When extracting a numbered list, the result is not as expected.

pymupdf / PyMuPDF

PyMuPDF is a high performance Python library for data extraction, analysis, conversion & manipulation of PDF (and other) documents.

https://pymupdf.readthedocs.io

GNU Affero General Public License v3.0

5.17k stars 495 forks source link

When extracting a numbered list, the result is not as expected. #3503

Closed wencan closed 4 months ago

wencan commented 4 months ago

Description of the bug

20245.pdf

In the PDF, there is a list where the numbering starts at 0. However, in the blocks I received, these numbers have moved to the next line of the text.

expect:

01 体重指数增⾼

actual:

(59.562503814697266, 51.22419738769531, 151.6444549560547, 63.239990234375, '体重指数增⾼\n01\n', 1, 0)

Screenshot from 2024-05-21 02-00-12_

How to reproduce the bug

import fitz

doc = fitz.open("2024_5_.pdf")
for page in doc:
    blocks= page.get_text('blocks')
    for block in blocks:
        print(block)

PyMuPDF version

1.24.4

Operating system

Linux

Python version

3.12

JorjMcKie commented 4 months ago

This is no bug.

As explained in the documentation, naive text extraction always delivers in the sequence as the text is present in the page's appearance source. So in this case, the PDF creator first stored "体重指数增⾼", and then "01".

You have to develop code that also extracts text coordinates and use them to sort text pieces accordingly.

But there exists a solution for this problem already: install package pymupdf4llm via python -m pip install pymupdf4llm and then do this:

import pathlib
import pymupdf4llm
data = pymupdf4llm.to_markdown("2024_5_.pdf")
pathlib.Path("2024_5_.pdf.md").write_bytes(data.encode())

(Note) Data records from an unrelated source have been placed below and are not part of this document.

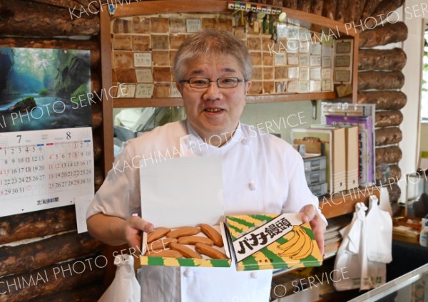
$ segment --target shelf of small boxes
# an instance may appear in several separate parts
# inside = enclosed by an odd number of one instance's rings
[[[245,43],[253,65],[250,95],[335,95],[334,43],[322,43],[307,28],[278,24],[275,43],[269,31],[263,33],[255,26],[245,31],[235,23],[230,14],[163,14],[113,19],[112,81],[121,83],[116,97],[180,98],[172,74],[174,56],[188,35],[206,28],[228,31]]]
[[[303,158],[303,162],[309,189],[317,197],[327,194],[326,157],[322,155],[316,157],[306,157]]]

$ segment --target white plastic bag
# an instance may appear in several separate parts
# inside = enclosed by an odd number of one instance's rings
[[[376,196],[370,196],[370,202],[363,231],[367,259],[361,274],[362,290],[384,284],[386,264],[392,261],[392,219],[389,213],[379,209]]]
[[[380,188],[379,199],[379,209],[382,211],[387,212],[389,213],[391,217],[392,217],[393,214],[391,202],[389,202],[389,193],[386,187],[382,187]]]
[[[108,288],[98,302],[140,302],[141,288],[133,269],[134,259],[131,255],[119,255],[114,259],[116,275]]]
[[[363,203],[356,204],[352,221],[343,231],[343,241],[337,251],[333,271],[334,280],[340,280],[333,283],[337,291],[360,287],[362,270],[366,269],[367,256],[362,235],[367,209]],[[346,271],[346,276],[342,276],[343,271]]]
[[[366,217],[367,257],[371,261],[389,264],[392,261],[392,219],[382,211],[376,196],[370,196]]]

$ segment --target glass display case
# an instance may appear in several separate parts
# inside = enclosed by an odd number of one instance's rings
[[[418,171],[406,176],[406,215],[424,217],[428,214],[428,172]]]
[[[428,264],[361,295],[350,302],[428,301]]]

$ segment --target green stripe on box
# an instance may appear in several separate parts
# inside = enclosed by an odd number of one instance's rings
[[[254,215],[252,214],[252,215],[248,215],[248,216],[254,218],[255,219],[260,220],[262,222],[269,222],[270,221],[275,219],[279,215],[277,215],[276,217],[271,217],[270,216],[258,215],[258,214],[254,214]]]
[[[180,266],[196,266],[193,259],[190,258],[177,258]]]
[[[211,259],[210,262],[213,267],[230,267],[230,260]]]
[[[244,271],[253,271],[254,269],[258,269],[259,268],[258,263],[253,256],[249,256],[241,262],[244,265]]]
[[[274,243],[275,244],[275,243]],[[275,254],[273,251],[270,251],[268,249],[268,246],[264,247],[260,250],[262,253],[268,258],[272,261],[272,264],[275,269],[282,269],[284,267],[288,268],[288,266],[286,263],[284,262],[282,257],[280,257],[278,255]]]
[[[163,258],[162,257],[147,257],[148,265],[163,265]]]
[[[240,234],[243,232],[242,229],[238,229],[236,226],[231,226],[230,224],[228,224],[228,226],[229,226],[230,229],[233,229],[235,231],[236,231],[237,232],[238,232]],[[230,234],[230,237],[232,237],[232,241],[234,241],[235,240],[236,240],[236,239],[238,238],[238,237],[235,237],[235,236],[232,235],[232,234]]]
[[[302,229],[303,229],[305,231],[306,231],[306,234],[307,234],[307,236],[309,236],[311,239],[315,240],[315,236],[314,236],[314,233],[312,233],[312,229],[305,227],[303,226],[302,226]]]
[[[232,220],[233,222],[238,222],[238,224],[242,224],[242,225],[245,226],[248,226],[249,228],[250,227],[253,227],[253,226],[254,226],[255,225],[255,224],[252,224],[250,222],[248,222],[246,220],[241,219],[240,218],[231,217],[230,216],[228,216],[228,219]],[[243,230],[241,229],[240,231],[242,231]]]

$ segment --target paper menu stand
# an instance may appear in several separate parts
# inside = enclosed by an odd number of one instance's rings
[[[345,130],[327,125],[322,129],[293,128],[291,135],[293,141],[308,137],[319,138],[324,144],[324,155],[327,157],[326,177],[329,194],[345,189],[345,153],[343,148]]]
[[[146,162],[147,163],[147,162]],[[140,186],[143,218],[155,227],[171,229],[196,226],[201,223],[220,224],[229,259],[163,258],[141,256],[142,265],[173,266],[230,266],[230,259],[224,226],[221,158],[178,157],[151,163],[141,162]],[[143,233],[142,252],[147,249]],[[191,246],[189,246],[191,248]],[[155,253],[153,253],[155,254]]]

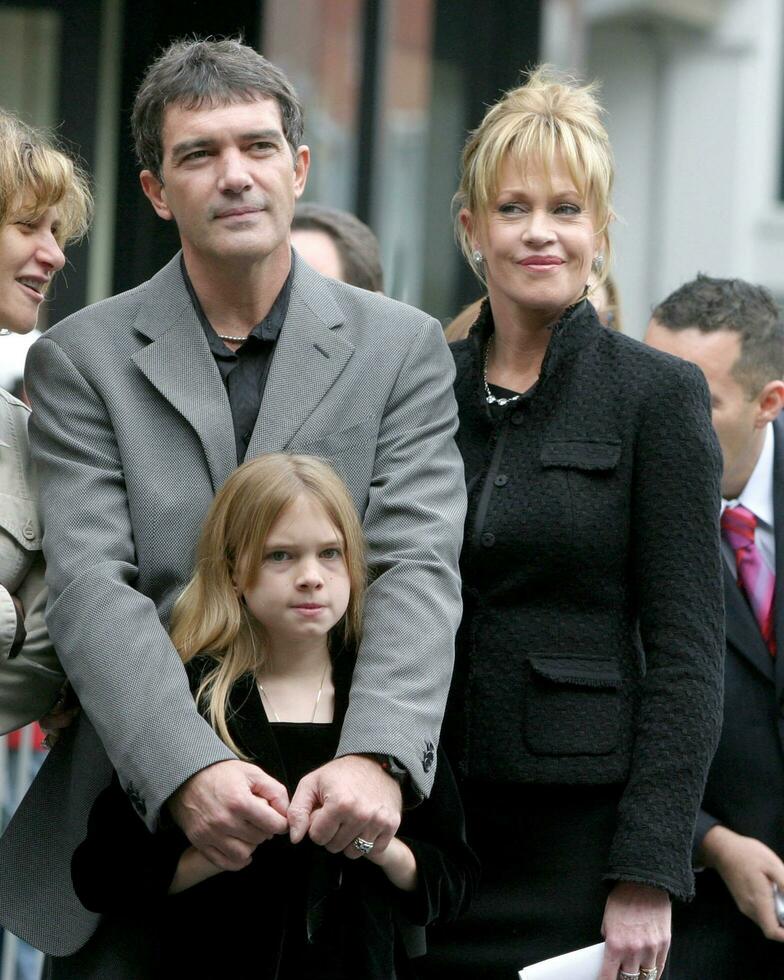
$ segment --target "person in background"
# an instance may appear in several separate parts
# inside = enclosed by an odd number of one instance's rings
[[[33,330],[65,264],[63,247],[85,233],[90,212],[87,181],[73,160],[48,136],[0,110],[2,332]],[[44,715],[64,682],[44,622],[28,416],[26,405],[0,389],[0,733]]]
[[[87,181],[73,160],[49,136],[0,109],[0,333],[34,329],[65,263],[64,246],[87,230],[91,203]],[[28,416],[27,406],[0,388],[0,734],[9,733],[0,830],[42,761],[38,725],[32,731],[18,729],[47,712],[44,723],[53,726],[71,717],[70,712],[53,712],[61,697],[64,704],[65,676],[44,622],[41,524]],[[38,954],[20,943],[17,980],[37,975]]]
[[[603,327],[623,333],[621,297],[618,284],[612,275],[608,273],[595,289],[590,289],[588,299],[593,303],[596,315]]]
[[[761,286],[700,275],[656,307],[645,340],[702,370],[724,456],[724,724],[694,835],[705,870],[675,908],[668,976],[781,980],[784,324]]]
[[[378,239],[348,211],[310,202],[298,204],[291,222],[291,244],[323,276],[384,292]]]
[[[546,68],[463,152],[457,232],[488,299],[452,346],[469,512],[443,741],[482,878],[423,976],[500,980],[603,935],[601,980],[654,980],[694,888],[721,460],[700,371],[588,301],[612,176],[593,88]]]

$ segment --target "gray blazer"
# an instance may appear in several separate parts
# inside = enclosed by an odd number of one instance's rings
[[[232,757],[166,633],[205,512],[236,466],[179,262],[58,324],[28,360],[48,623],[83,713],[0,842],[0,922],[57,956],[96,926],[69,864],[112,766],[153,827],[186,779]],[[346,480],[375,578],[338,752],[394,755],[424,793],[461,610],[453,374],[435,320],[300,260],[247,454],[314,454]]]
[[[65,675],[44,622],[46,588],[41,522],[27,444],[29,409],[0,388],[0,734],[40,718],[57,699]],[[16,634],[17,595],[27,637],[8,653]]]

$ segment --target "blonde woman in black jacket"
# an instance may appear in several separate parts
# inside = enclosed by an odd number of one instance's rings
[[[539,70],[470,136],[453,347],[469,514],[444,729],[483,864],[430,976],[607,941],[654,980],[719,726],[720,457],[692,365],[604,329],[613,164],[591,87]]]

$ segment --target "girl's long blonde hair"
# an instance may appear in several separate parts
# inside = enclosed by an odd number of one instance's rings
[[[323,507],[344,542],[351,592],[330,640],[358,643],[367,577],[362,525],[346,485],[328,463],[312,456],[270,453],[234,471],[207,513],[194,575],[172,610],[171,638],[183,663],[198,654],[212,661],[196,703],[240,757],[227,726],[229,694],[243,675],[259,671],[267,646],[263,627],[241,595],[253,584],[272,525],[303,494]]]

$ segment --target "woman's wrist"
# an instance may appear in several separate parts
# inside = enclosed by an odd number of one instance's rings
[[[393,837],[382,853],[371,851],[367,859],[381,868],[395,888],[405,892],[412,892],[416,888],[416,858],[408,844],[404,844],[399,837]]]
[[[200,850],[193,846],[187,847],[177,862],[177,870],[169,885],[169,894],[176,895],[178,892],[184,892],[198,885],[200,881],[206,881],[207,878],[220,874],[221,871],[222,868],[213,864]]]

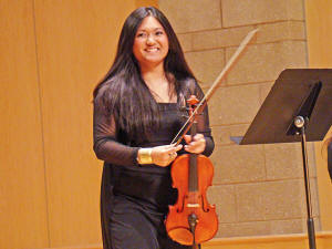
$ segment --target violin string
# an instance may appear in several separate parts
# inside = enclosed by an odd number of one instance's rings
[[[222,77],[226,75],[226,73],[228,72],[228,70],[230,69],[230,66],[234,64],[234,62],[238,59],[238,56],[241,54],[241,52],[245,50],[245,48],[248,45],[248,43],[251,41],[251,39],[253,38],[253,35],[257,33],[258,29],[255,29],[252,31],[250,31],[247,37],[243,39],[243,41],[240,43],[239,48],[237,49],[237,51],[232,54],[232,56],[230,58],[230,60],[227,62],[226,66],[224,68],[224,70],[220,72],[220,74],[218,75],[218,77],[215,80],[214,84],[211,85],[211,87],[207,91],[207,93],[205,94],[205,96],[201,98],[201,101],[197,104],[195,111],[191,113],[191,115],[188,117],[188,120],[186,121],[186,123],[183,125],[183,127],[180,128],[180,131],[176,134],[176,136],[174,137],[174,139],[172,141],[170,145],[173,145],[175,143],[175,141],[177,139],[177,137],[181,134],[181,132],[184,131],[184,128],[186,127],[186,125],[193,120],[194,115],[196,115],[196,113],[198,112],[199,107],[203,106],[204,103],[207,103],[207,101],[210,98],[211,94],[214,93],[214,91],[216,90],[217,85],[221,82]]]

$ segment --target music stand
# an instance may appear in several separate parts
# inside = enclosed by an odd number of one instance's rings
[[[287,69],[240,145],[301,142],[310,249],[315,249],[307,142],[322,141],[332,125],[332,69]],[[232,137],[239,142],[238,137]]]

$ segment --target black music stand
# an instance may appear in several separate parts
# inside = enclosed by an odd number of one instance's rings
[[[310,249],[315,249],[315,235],[307,142],[322,141],[331,125],[332,69],[288,69],[277,79],[240,142],[240,145],[301,142]]]

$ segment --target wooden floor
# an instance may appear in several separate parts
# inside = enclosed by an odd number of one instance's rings
[[[332,249],[332,231],[317,232],[317,249]],[[52,249],[103,249],[102,245],[61,247]],[[137,248],[139,249],[139,248]],[[307,235],[238,237],[212,239],[203,249],[309,249]]]

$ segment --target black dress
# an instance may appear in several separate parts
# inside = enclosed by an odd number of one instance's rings
[[[184,84],[185,97],[190,94],[203,97],[195,81]],[[177,190],[172,187],[170,166],[141,166],[136,160],[141,147],[170,144],[185,122],[186,111],[179,103],[158,103],[160,126],[148,138],[128,142],[126,134],[116,128],[116,121],[102,112],[98,102],[102,96],[100,91],[94,100],[94,151],[104,160],[101,189],[104,249],[190,248],[169,239],[164,226],[168,205],[177,198]],[[204,154],[210,155],[214,141],[207,107],[198,118],[198,132],[207,141]]]

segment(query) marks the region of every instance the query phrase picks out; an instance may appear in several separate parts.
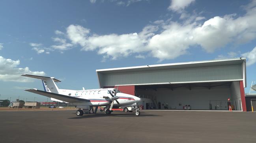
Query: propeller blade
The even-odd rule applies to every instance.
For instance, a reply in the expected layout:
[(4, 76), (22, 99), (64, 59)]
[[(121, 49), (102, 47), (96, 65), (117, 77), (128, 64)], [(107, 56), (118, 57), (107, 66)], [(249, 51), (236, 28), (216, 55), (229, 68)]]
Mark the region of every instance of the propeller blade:
[(111, 103), (111, 105), (110, 105), (110, 108), (109, 108), (110, 110), (111, 110), (112, 109), (112, 108), (113, 108), (113, 105), (114, 105), (114, 101), (112, 101), (112, 103)]
[(111, 96), (114, 97), (114, 95), (112, 94), (112, 93), (111, 93), (112, 91), (108, 91), (108, 92), (110, 94), (110, 95), (111, 95)]
[(117, 89), (116, 89), (116, 92), (115, 92), (115, 96), (116, 95), (116, 93), (117, 93), (117, 91), (118, 90), (118, 87), (117, 87)]

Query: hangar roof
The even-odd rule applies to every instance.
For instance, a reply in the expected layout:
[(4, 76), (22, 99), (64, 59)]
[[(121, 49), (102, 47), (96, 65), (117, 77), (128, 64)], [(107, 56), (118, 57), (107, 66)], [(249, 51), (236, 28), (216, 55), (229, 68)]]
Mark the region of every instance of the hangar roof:
[(99, 86), (243, 81), (244, 58), (146, 65), (96, 70)]
[(238, 58), (222, 60), (189, 62), (183, 63), (97, 69), (96, 70), (96, 71), (97, 72), (100, 72), (103, 74), (108, 74), (238, 65), (241, 64), (244, 62), (245, 62), (246, 60), (246, 59), (245, 58)]

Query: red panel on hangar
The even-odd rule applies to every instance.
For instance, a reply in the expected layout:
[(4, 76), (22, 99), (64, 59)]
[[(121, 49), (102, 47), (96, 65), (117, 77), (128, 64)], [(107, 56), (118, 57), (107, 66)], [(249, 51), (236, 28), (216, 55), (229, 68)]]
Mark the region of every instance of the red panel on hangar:
[[(104, 88), (118, 88), (118, 86), (105, 86)], [(135, 95), (135, 85), (124, 85), (118, 86), (118, 91), (121, 92), (133, 95)]]

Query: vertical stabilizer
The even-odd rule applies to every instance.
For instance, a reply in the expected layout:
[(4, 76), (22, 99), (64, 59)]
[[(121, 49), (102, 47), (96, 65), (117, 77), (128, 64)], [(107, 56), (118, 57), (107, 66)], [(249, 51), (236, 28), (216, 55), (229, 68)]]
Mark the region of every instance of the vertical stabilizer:
[(45, 91), (57, 94), (59, 94), (60, 92), (59, 88), (55, 82), (61, 82), (61, 81), (54, 78), (30, 74), (22, 74), (21, 76), (41, 80)]

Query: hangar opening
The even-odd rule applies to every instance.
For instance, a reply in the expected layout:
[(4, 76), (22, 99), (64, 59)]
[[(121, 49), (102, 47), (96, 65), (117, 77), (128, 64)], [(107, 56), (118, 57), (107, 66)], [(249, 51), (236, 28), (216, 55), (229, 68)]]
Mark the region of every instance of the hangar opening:
[(243, 58), (96, 70), (100, 88), (118, 87), (144, 109), (246, 111)]
[(144, 109), (241, 110), (239, 81), (135, 86)]

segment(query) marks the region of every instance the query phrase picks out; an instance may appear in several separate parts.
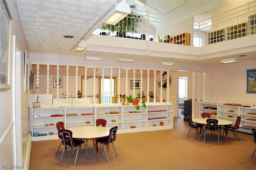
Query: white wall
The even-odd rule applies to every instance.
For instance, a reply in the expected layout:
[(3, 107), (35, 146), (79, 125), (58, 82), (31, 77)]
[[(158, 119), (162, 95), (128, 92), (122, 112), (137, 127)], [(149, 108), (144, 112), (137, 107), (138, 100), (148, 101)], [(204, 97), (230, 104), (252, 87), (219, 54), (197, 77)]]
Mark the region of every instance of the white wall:
[(207, 102), (256, 104), (256, 94), (246, 92), (246, 70), (256, 69), (256, 60), (206, 67)]
[[(16, 46), (14, 48), (18, 49), (21, 54), (16, 56), (15, 54), (12, 54), (11, 89), (0, 90), (0, 164), (11, 164), (12, 167), (14, 164), (21, 165), (23, 164), (29, 133), (28, 91), (24, 92), (23, 90), (24, 54), (25, 50), (26, 50), (26, 42), (16, 11), (16, 1), (7, 1), (13, 18), (12, 35), (16, 36)], [(20, 62), (16, 62), (16, 57), (21, 58), (18, 60)], [(15, 74), (15, 64), (18, 66), (17, 68), (21, 68), (18, 72), (20, 73), (19, 75)], [(16, 76), (20, 77), (21, 82), (14, 83)], [(17, 86), (20, 86), (22, 90), (16, 92), (15, 89)], [(20, 93), (20, 95), (16, 95), (16, 93)], [(20, 100), (18, 100), (18, 102), (16, 101), (18, 110), (16, 110), (14, 103), (16, 96), (21, 96)], [(17, 117), (21, 119), (15, 120)], [(15, 125), (17, 124), (22, 124), (22, 126), (19, 126), (16, 129)]]

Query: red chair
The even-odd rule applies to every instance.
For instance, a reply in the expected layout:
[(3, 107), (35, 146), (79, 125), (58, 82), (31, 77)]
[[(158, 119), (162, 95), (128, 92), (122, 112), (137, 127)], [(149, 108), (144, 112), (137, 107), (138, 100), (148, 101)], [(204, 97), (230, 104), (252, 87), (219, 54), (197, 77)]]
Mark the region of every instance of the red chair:
[(193, 121), (192, 121), (192, 117), (190, 115), (188, 115), (188, 125), (190, 127), (190, 129), (189, 130), (189, 131), (188, 131), (188, 133), (187, 135), (187, 137), (188, 137), (188, 135), (189, 133), (190, 132), (190, 131), (192, 128), (194, 128), (196, 129), (196, 131), (194, 133), (194, 135), (193, 135), (193, 137), (192, 138), (192, 140), (194, 139), (194, 137), (195, 136), (195, 134), (196, 133), (196, 132), (198, 132), (198, 134), (200, 135), (199, 130), (198, 130), (198, 128), (202, 128), (202, 126), (199, 124), (194, 124), (193, 123)]
[[(107, 120), (104, 119), (98, 119), (96, 120), (96, 126), (99, 126), (100, 125), (103, 127), (106, 127), (106, 125), (107, 124)], [(92, 140), (93, 142), (93, 145), (94, 145), (94, 141)], [(88, 140), (86, 140), (86, 146), (87, 146), (87, 143), (88, 142)]]
[[(77, 148), (76, 155), (76, 158), (75, 159), (75, 162), (74, 164), (74, 166), (76, 165), (76, 159), (77, 158), (77, 155), (79, 153), (83, 151), (84, 150), (81, 150), (81, 145), (82, 144), (84, 146), (84, 149), (86, 155), (86, 158), (88, 159), (88, 154), (87, 153), (87, 149), (86, 149), (86, 146), (84, 142), (85, 141), (82, 140), (77, 140), (74, 139), (72, 137), (72, 131), (68, 129), (62, 129), (61, 130), (61, 134), (62, 135), (62, 140), (63, 141), (63, 144), (64, 144), (64, 148), (62, 152), (62, 154), (61, 155), (61, 158), (60, 158), (60, 162), (62, 160), (62, 157), (63, 157), (63, 154), (64, 154), (64, 152), (66, 150), (66, 155), (67, 154), (67, 149), (68, 148), (68, 146), (69, 146), (71, 149), (72, 151), (72, 154), (74, 156), (74, 148), (76, 147)], [(65, 155), (65, 158), (66, 158)]]
[[(227, 134), (228, 134), (228, 131), (229, 129), (232, 129), (232, 131), (233, 131), (233, 133), (234, 135), (235, 136), (235, 137), (236, 138), (236, 136), (237, 136), (237, 138), (238, 139), (238, 141), (240, 141), (240, 138), (239, 138), (239, 136), (238, 136), (238, 135), (237, 134), (236, 132), (236, 129), (239, 128), (239, 124), (240, 124), (240, 121), (241, 121), (241, 116), (237, 116), (236, 118), (236, 124), (234, 125), (228, 125), (226, 126), (225, 129), (226, 130), (227, 130)], [(236, 134), (235, 134), (235, 132)], [(223, 131), (223, 133), (222, 134), (222, 136), (223, 136), (223, 134), (224, 133), (224, 131)]]
[[(252, 134), (253, 134), (253, 140), (254, 141), (255, 144), (256, 144), (256, 129), (252, 128)], [(253, 155), (254, 154), (255, 151), (256, 151), (256, 148), (255, 148), (255, 149), (254, 149), (253, 152), (252, 152), (252, 154), (251, 156), (251, 159), (252, 159), (252, 157), (253, 156)]]
[(56, 124), (56, 126), (57, 127), (57, 129), (58, 129), (58, 136), (59, 137), (59, 138), (61, 139), (61, 141), (60, 141), (60, 145), (59, 145), (59, 147), (58, 148), (58, 150), (57, 150), (57, 152), (56, 152), (56, 154), (58, 154), (59, 152), (59, 150), (60, 150), (60, 145), (62, 144), (63, 144), (63, 142), (62, 141), (62, 135), (61, 134), (61, 132), (60, 132), (60, 130), (62, 129), (65, 129), (65, 126), (64, 126), (64, 122), (58, 122)]
[[(104, 146), (105, 145), (106, 145), (107, 147), (108, 148), (108, 152), (109, 150), (109, 146), (111, 145), (113, 146), (114, 148), (114, 150), (115, 151), (115, 152), (116, 153), (116, 157), (118, 157), (117, 155), (117, 153), (116, 153), (116, 148), (115, 148), (115, 146), (114, 144), (114, 142), (115, 142), (116, 139), (116, 132), (117, 131), (118, 129), (117, 126), (114, 126), (112, 128), (110, 128), (110, 129), (109, 130), (109, 135), (107, 138), (102, 138), (98, 139), (98, 142), (100, 144), (100, 148), (101, 144), (102, 144), (103, 145), (102, 146), (102, 148), (101, 150), (101, 153), (102, 153), (102, 152), (103, 150), (105, 152), (105, 154), (106, 155), (106, 157), (107, 158), (107, 161), (108, 162), (109, 162), (109, 160), (108, 160), (108, 155), (107, 154), (107, 152), (106, 151), (106, 149), (104, 147)], [(112, 145), (111, 145), (112, 144)], [(94, 153), (94, 150), (95, 150), (95, 145), (94, 145), (94, 146), (93, 148), (93, 150), (92, 150), (92, 158), (93, 157), (93, 154)]]
[(211, 114), (210, 113), (208, 113), (207, 112), (202, 113), (202, 114), (201, 114), (201, 115), (202, 118), (205, 118), (206, 117), (208, 118), (211, 118)]

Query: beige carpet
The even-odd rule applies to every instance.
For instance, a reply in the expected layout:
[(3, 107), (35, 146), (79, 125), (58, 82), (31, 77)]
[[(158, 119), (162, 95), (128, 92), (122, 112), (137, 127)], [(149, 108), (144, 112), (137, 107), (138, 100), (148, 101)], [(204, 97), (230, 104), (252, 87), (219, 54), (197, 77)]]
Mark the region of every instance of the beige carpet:
[[(250, 159), (256, 147), (252, 134), (238, 132), (238, 141), (230, 131), (228, 141), (209, 132), (206, 141), (200, 141), (198, 136), (192, 140), (194, 130), (188, 138), (189, 127), (183, 119), (175, 118), (172, 130), (118, 134), (115, 145), (118, 157), (112, 146), (105, 154), (99, 154), (90, 158), (92, 142), (88, 141), (89, 158), (85, 152), (78, 154), (76, 164), (75, 157), (68, 150), (66, 158), (60, 162), (63, 146), (59, 153), (55, 153), (60, 140), (33, 142), (30, 170), (255, 170), (256, 154)], [(76, 152), (76, 150), (75, 150)]]

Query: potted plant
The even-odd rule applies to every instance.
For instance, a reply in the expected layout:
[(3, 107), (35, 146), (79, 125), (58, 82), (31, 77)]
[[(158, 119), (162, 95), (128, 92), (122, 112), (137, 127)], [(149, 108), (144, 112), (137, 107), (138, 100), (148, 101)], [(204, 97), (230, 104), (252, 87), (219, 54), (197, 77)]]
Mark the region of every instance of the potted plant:
[[(130, 7), (131, 9), (137, 9), (136, 5), (132, 5)], [(108, 35), (110, 35), (110, 32), (114, 32), (116, 31), (118, 36), (124, 37), (125, 36), (125, 32), (137, 32), (137, 28), (140, 27), (139, 21), (143, 18), (143, 16), (141, 16), (134, 15), (132, 11), (131, 14), (121, 20), (116, 25), (103, 24), (101, 29), (104, 30), (110, 30), (110, 31), (108, 33)]]
[(39, 86), (36, 86), (36, 102), (33, 102), (32, 103), (33, 108), (40, 108), (40, 107), (41, 107), (41, 102), (38, 102), (38, 98), (39, 97)]
[[(137, 96), (138, 96), (138, 97), (140, 97), (140, 93), (138, 93), (137, 94)], [(138, 104), (137, 106), (135, 106), (135, 108), (136, 108), (136, 109), (137, 109), (137, 110), (140, 110), (140, 106), (138, 105), (138, 98), (136, 97), (135, 98), (134, 98), (134, 100), (135, 100), (135, 99), (136, 99), (136, 100), (138, 100)], [(146, 99), (145, 98), (141, 98), (141, 104), (142, 105), (142, 106), (144, 108), (146, 108), (146, 104), (145, 103), (145, 102), (146, 101)]]

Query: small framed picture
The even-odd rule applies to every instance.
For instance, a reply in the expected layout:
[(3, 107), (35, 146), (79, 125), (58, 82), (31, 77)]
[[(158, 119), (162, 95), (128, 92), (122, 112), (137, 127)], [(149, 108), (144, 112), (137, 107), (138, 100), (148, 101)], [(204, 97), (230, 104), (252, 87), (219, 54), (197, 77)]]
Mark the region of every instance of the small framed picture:
[(135, 89), (140, 89), (140, 80), (131, 80), (131, 89), (133, 89), (134, 82)]
[(58, 84), (59, 88), (62, 87), (62, 78), (59, 77), (58, 81), (57, 79), (57, 77), (53, 77), (53, 87), (57, 87)]
[(256, 69), (246, 70), (246, 93), (256, 93)]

This will extract the text in Markdown format and in correct reading sequence and also determine header lines from the font sizes present in the document. The result is this: 20245.pdf.md

wencan commented 4 months ago

@JorjMcKie I suggest that the program's layout processing should be closer to human reading habits. In my reading habits, "01" is to the left of "number", not below it.

JorjMcKie commented 4 months ago

First of all, there is no such thing as a universal "reading habits" - just think of Arabian / Persian / Hebrew and other right-to-left reading habits ... or even worse: mixtures of right-to-left with left-to-right text documents.

There are also scripting system top-to-bottom, character-wise.

Above all, there are numerous situations where exact information is needed about the "physical" sequence of objects (including text objects), e.g. when it comes to determine which object is covering which other one.

Last but not least: I just showed you a way how to extract text in a top-left to bottom-right sequence.

PyMuPDF lets you choose among multiple alternatives.